Now in it’s fourth year, the MOWFF created the film competition to encourage and connect with more youth, Raben explained.
“The existence of this competition has allowed us to reach younger people around the country, and drawn them into the questions of civil rights,” Raben said, adding that the contest received 79 submissions.
Shape Up was one of four other films to be honored with awards.
For Middleton the mechanics of making the film was a years long endeavor which transformed from fear into action.
“Ever since I was a little boy I felt really intimidated in barber shops,” Middleton said. “My family would make jokes about how I was a bit more effeminate. I was hyper aware of the fact that I was different.
“When my father first took me you got the sense that it was extremely hyper masculine I remember multiple incidents (when) I was afraid.”
The film was originally supposed to be a feature, scripted, but as Middleton kept telling people about his idea, more and more people shared their own experiences at the barbershop.
And then a couple years back Middleton was actually kicked out of a chair.
“The barber I regularly went to was unavailable on a particular day,” Middleton said, “So I went around looking for a random barber shop. My process as I walked by was to see if it was crowded the more crowded the more likely you were to be a target.”
One particular barber spotted him looking and invited him in for a cut. Middleton sat in the chair and began describing how he wanted his hair to look.
“He (The barber) cuts me off he said ‘this ain’t no beauty shop. This ain’t no sissy shit.’ I froze,” Middleton continued.
“I walked out the shop and it was just like I was embarrassed and I was ashamed because I didn’t stand up for myself.”
Middleton saw the film as a way to create dialogues around the issue of homosexuality and inclusiveness within the barbershop. Along the way he was surprised at what he learned.
“Heterosexual men have no clue that this issue exists.” Middleton said. “When you go into a barbershop the majority of men assume that everyone is straight.”
He found barbershops that had rules of conduct posted on the wall against profanity but the words “faggot” and “bitch” were actively used despite the warning.
He also found a dotted lined between homophobia and misogyny, “which is why some mothers drop their sons off,” Middleton added.
But the young filmmaker wants to be clear he did not intend to do a takedown piece on black men or barbershops.

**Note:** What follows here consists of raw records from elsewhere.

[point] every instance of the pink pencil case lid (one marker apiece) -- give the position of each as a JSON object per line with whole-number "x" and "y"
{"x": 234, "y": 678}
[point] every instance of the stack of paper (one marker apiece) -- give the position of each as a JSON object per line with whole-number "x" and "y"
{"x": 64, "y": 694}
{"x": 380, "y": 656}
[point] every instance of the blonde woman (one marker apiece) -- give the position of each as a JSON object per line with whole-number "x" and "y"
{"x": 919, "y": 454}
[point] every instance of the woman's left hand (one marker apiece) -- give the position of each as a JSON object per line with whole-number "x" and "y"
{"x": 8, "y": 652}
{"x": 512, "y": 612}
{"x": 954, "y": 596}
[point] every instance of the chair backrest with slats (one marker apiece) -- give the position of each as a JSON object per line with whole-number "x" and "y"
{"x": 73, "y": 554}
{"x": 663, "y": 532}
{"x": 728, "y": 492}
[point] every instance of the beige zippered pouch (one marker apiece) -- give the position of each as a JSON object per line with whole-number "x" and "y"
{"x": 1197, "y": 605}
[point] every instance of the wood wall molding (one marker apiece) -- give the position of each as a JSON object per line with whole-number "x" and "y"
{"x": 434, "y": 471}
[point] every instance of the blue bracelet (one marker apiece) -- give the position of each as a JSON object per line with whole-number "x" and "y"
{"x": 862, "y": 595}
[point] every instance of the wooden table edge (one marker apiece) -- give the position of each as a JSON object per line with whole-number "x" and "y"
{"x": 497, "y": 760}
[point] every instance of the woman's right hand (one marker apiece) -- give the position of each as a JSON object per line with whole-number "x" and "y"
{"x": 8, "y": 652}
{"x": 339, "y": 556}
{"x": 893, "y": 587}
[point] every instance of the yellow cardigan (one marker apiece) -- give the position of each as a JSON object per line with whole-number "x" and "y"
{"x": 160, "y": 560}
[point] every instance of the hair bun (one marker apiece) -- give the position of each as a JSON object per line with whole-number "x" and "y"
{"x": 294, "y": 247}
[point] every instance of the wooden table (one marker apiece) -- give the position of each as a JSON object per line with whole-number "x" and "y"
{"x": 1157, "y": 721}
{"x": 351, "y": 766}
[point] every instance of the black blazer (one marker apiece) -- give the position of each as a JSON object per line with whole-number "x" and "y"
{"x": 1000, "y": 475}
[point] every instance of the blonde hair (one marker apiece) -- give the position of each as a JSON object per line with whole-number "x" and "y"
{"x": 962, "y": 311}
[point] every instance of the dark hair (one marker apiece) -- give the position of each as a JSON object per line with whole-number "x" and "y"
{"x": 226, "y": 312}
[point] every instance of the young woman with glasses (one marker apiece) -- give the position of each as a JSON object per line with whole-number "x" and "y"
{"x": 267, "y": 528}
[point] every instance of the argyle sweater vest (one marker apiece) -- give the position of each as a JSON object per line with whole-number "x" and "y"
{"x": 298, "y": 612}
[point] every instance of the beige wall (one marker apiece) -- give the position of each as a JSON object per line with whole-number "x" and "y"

“I didn’t set out to show the black barbershop as a hostile environment,” Middleton said. “I actually praise it as a pillar of the community. I wanted to highlight all the great things that happen in barbershop and that gay men have always been there and we want a safe space. A lot of times we sit in silent because we don’t want to be targets.”
The project is already receiving attention from film festivals and press, which is all Middleton said he wished for when doing the project.
“When you put out your work you hope it will start a dialogue,” Middleton said. “The most you could ask for is that people would start thinking about it. And people become aware of the issue.”
Middleton isn’t slowing down. HIs next project is a visual EP entitled “Good People Do Bad Things” under his performing moniker Dexter_Lammar.